Interestingly, this series didn’t air until about 4 years after the close of series 6 – I’m guessing this is when the A&E network picked up the rights and financing with ITV to continue the adventures of our favorite Belgian. And it’s clear that in-universe time has passed as well; Poirot has been retired for a year or so, and has given up Whitehaven Mansions for King’s Abbot in order to grow vegetable marrows in the sort of village you’d expect to find Miss Marple traipsing around in.

And it shows! Poirot’s moustache has grown fuller, and stretches to the ends of his mouth now. Japp’s put on a few pounds and somehow looks even world-wearier than usual (though Philip Jackson probably looked forty-five at his eighth birthday party). Perhaps the best sequence in the entire episode is a short trip back to the dust-covered furniture of Poirot’s old apartment at Whitehaven, where he talks of ghosts and we can see in Suchet’s face the baggage of all the clients he’s failed over the years and the burden of one too many warnings unheeded. (Interestingly, none of this is in the book.)

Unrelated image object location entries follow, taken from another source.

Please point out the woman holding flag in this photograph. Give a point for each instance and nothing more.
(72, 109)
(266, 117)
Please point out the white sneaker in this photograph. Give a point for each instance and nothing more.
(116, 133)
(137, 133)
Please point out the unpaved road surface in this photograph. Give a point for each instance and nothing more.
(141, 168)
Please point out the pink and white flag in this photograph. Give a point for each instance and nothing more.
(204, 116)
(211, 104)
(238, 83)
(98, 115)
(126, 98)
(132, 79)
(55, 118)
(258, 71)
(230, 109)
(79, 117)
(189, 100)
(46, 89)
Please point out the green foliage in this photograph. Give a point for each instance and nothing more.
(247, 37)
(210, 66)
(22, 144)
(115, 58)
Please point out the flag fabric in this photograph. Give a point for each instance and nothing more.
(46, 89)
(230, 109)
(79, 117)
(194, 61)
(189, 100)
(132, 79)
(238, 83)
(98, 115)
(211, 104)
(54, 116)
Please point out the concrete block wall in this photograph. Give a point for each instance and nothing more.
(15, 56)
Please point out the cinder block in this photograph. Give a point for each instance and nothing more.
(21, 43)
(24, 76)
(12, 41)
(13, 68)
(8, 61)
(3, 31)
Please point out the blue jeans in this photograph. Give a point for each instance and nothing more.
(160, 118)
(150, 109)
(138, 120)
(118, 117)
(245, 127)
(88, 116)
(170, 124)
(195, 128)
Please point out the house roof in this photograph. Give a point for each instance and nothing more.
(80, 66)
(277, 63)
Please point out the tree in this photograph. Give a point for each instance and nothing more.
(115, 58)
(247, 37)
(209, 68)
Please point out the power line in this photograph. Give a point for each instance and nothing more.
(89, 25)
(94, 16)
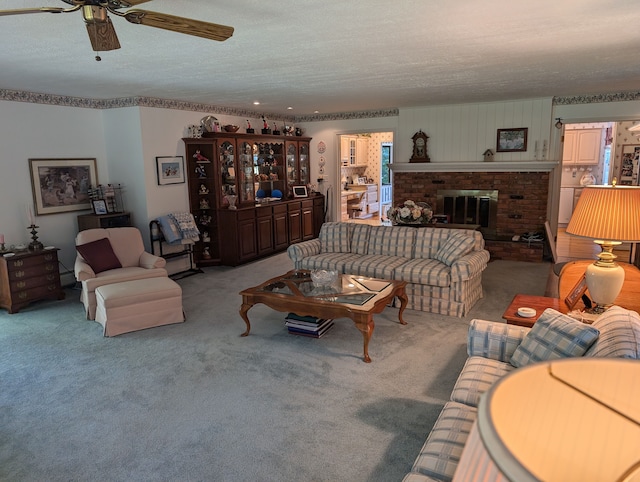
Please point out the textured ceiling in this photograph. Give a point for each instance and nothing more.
(335, 56)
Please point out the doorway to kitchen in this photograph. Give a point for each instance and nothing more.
(365, 192)
(594, 153)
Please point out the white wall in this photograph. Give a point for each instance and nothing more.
(126, 141)
(44, 131)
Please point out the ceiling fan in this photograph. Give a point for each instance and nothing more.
(102, 33)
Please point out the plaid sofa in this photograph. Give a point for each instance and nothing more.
(443, 267)
(491, 347)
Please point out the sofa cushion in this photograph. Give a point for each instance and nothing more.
(374, 266)
(454, 248)
(99, 255)
(335, 238)
(619, 334)
(334, 261)
(360, 238)
(553, 336)
(428, 241)
(424, 271)
(391, 241)
(441, 452)
(476, 377)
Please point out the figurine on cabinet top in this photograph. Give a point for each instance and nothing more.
(199, 157)
(200, 171)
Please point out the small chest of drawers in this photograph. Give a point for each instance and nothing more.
(29, 276)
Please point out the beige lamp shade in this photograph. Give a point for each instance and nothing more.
(608, 213)
(568, 420)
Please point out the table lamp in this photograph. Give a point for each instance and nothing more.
(570, 420)
(609, 215)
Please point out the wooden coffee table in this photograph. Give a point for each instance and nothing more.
(355, 297)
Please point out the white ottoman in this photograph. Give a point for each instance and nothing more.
(139, 304)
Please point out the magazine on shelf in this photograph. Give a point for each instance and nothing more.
(313, 334)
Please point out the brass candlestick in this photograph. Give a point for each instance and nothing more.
(35, 245)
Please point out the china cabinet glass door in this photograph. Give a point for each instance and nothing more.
(304, 164)
(246, 179)
(228, 194)
(292, 164)
(268, 159)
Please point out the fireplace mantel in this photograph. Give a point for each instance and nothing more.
(492, 166)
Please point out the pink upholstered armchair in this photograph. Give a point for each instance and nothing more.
(112, 255)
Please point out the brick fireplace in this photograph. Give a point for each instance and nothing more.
(521, 206)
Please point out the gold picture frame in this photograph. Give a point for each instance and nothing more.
(576, 292)
(62, 185)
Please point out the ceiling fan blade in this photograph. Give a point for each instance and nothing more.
(187, 26)
(103, 36)
(21, 11)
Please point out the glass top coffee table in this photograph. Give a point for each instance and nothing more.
(351, 296)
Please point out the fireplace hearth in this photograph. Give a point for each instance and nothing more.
(469, 206)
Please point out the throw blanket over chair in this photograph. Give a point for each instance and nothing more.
(112, 255)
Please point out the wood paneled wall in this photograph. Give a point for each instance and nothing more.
(463, 132)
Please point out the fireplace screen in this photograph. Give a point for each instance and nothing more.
(469, 206)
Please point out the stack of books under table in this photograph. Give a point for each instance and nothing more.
(307, 325)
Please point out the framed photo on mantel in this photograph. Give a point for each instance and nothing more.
(512, 140)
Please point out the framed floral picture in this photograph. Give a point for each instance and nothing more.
(512, 140)
(62, 185)
(170, 170)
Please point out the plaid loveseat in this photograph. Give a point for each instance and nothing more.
(443, 267)
(495, 349)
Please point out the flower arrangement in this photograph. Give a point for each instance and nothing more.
(410, 213)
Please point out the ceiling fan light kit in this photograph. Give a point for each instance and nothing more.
(102, 33)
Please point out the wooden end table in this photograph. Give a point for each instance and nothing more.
(538, 303)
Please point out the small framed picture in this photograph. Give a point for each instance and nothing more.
(300, 191)
(512, 140)
(99, 206)
(576, 293)
(170, 170)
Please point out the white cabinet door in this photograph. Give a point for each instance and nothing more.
(582, 146)
(566, 205)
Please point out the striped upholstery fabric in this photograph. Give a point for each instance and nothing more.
(619, 334)
(416, 477)
(400, 252)
(497, 341)
(455, 247)
(335, 238)
(428, 241)
(476, 463)
(553, 336)
(360, 238)
(470, 265)
(334, 261)
(424, 271)
(441, 452)
(392, 242)
(297, 252)
(374, 266)
(477, 376)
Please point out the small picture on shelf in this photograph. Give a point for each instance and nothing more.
(300, 191)
(99, 206)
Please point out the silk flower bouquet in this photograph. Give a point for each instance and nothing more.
(410, 212)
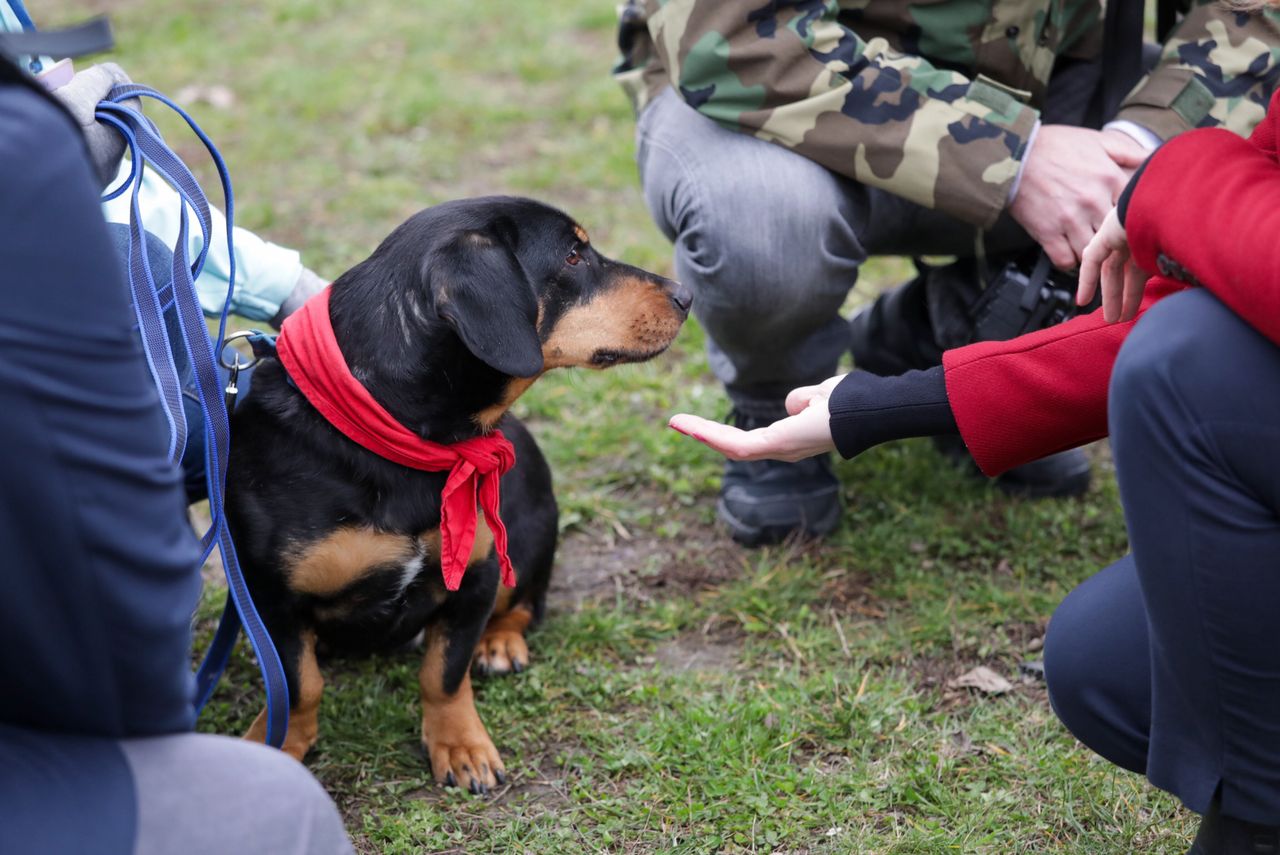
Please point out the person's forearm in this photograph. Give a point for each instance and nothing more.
(868, 410)
(1216, 71)
(265, 273)
(1040, 393)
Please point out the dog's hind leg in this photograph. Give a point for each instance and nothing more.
(306, 685)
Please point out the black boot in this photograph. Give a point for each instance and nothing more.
(764, 502)
(1221, 835)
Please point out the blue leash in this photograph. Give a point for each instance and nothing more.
(149, 150)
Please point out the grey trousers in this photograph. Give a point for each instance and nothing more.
(771, 243)
(193, 794)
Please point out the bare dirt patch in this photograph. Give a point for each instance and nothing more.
(594, 565)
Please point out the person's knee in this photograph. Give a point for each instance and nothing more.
(1069, 662)
(1096, 666)
(755, 224)
(219, 794)
(1174, 351)
(292, 794)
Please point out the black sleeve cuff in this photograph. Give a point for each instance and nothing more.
(868, 410)
(1123, 202)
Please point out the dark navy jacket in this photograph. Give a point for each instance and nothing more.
(97, 562)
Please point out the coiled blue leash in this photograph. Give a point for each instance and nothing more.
(149, 150)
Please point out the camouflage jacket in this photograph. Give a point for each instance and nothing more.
(932, 100)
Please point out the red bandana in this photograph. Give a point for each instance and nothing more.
(310, 353)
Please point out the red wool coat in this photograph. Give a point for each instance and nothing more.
(1206, 211)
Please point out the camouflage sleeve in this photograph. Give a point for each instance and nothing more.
(1216, 69)
(791, 74)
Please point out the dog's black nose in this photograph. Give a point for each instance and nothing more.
(681, 297)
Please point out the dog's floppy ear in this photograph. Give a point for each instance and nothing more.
(484, 295)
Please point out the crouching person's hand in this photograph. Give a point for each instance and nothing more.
(807, 431)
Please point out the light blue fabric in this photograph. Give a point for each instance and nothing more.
(265, 273)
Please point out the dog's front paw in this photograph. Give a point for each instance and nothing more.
(461, 753)
(502, 648)
(501, 652)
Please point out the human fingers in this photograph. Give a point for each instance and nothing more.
(1091, 269)
(1112, 287)
(1134, 284)
(800, 397)
(790, 439)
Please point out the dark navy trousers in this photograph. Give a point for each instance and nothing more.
(1168, 663)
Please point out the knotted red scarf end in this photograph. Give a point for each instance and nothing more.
(310, 353)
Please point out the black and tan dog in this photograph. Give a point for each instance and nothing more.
(446, 324)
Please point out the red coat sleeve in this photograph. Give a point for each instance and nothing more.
(1040, 393)
(1206, 210)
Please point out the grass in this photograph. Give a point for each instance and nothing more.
(688, 696)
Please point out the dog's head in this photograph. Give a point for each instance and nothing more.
(492, 292)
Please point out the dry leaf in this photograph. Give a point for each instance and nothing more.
(982, 679)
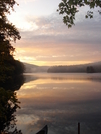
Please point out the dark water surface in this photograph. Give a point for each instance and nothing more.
(60, 101)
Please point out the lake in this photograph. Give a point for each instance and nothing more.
(60, 101)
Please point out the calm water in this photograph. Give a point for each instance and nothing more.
(60, 101)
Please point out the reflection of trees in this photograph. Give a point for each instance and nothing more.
(8, 105)
(69, 8)
(10, 69)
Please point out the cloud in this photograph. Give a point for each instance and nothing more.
(48, 39)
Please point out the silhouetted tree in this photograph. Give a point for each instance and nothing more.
(8, 106)
(69, 8)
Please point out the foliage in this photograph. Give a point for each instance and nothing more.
(69, 8)
(8, 33)
(8, 106)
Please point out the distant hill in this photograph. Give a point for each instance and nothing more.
(82, 68)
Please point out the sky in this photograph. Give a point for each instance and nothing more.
(46, 40)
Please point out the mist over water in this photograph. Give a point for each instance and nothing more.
(60, 101)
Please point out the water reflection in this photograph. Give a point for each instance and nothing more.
(9, 104)
(61, 102)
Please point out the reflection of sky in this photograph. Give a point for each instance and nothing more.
(60, 104)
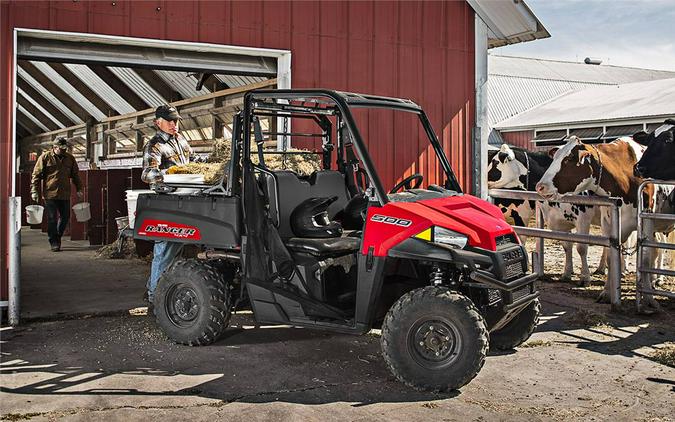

So in the end, I can’t particularly recommend “The Murder of Roger Ackroyd” to anyone; if you’ve not read the book, go read the book. If you have read the book, then… you’ve read the book! Great! There’s no earthly reason to bother with this, because it fails to expand, illuminate, dramatize, or live up to its source in any conceivable way.

How could it do otherwise?

Also telling: the full introductory credit sequence and theme is gone, replaced instead by a brief logo and a single strain of the now-familiar theme. You can absolutely see the direction this series will be taking in just another series or two: more serious, less whimsical, darker in tone as Poirot begins to reckon with a life spent ferreting out evil. Look, the series still has legitimately great moments and episodes ahead, believe me. And the coming turn into darkness is one that sees Suchet performing at his absolute apex with more complex, psychological material.

But I wish Hercule Poirot had never retired from work and come here to grow vegetable marrows.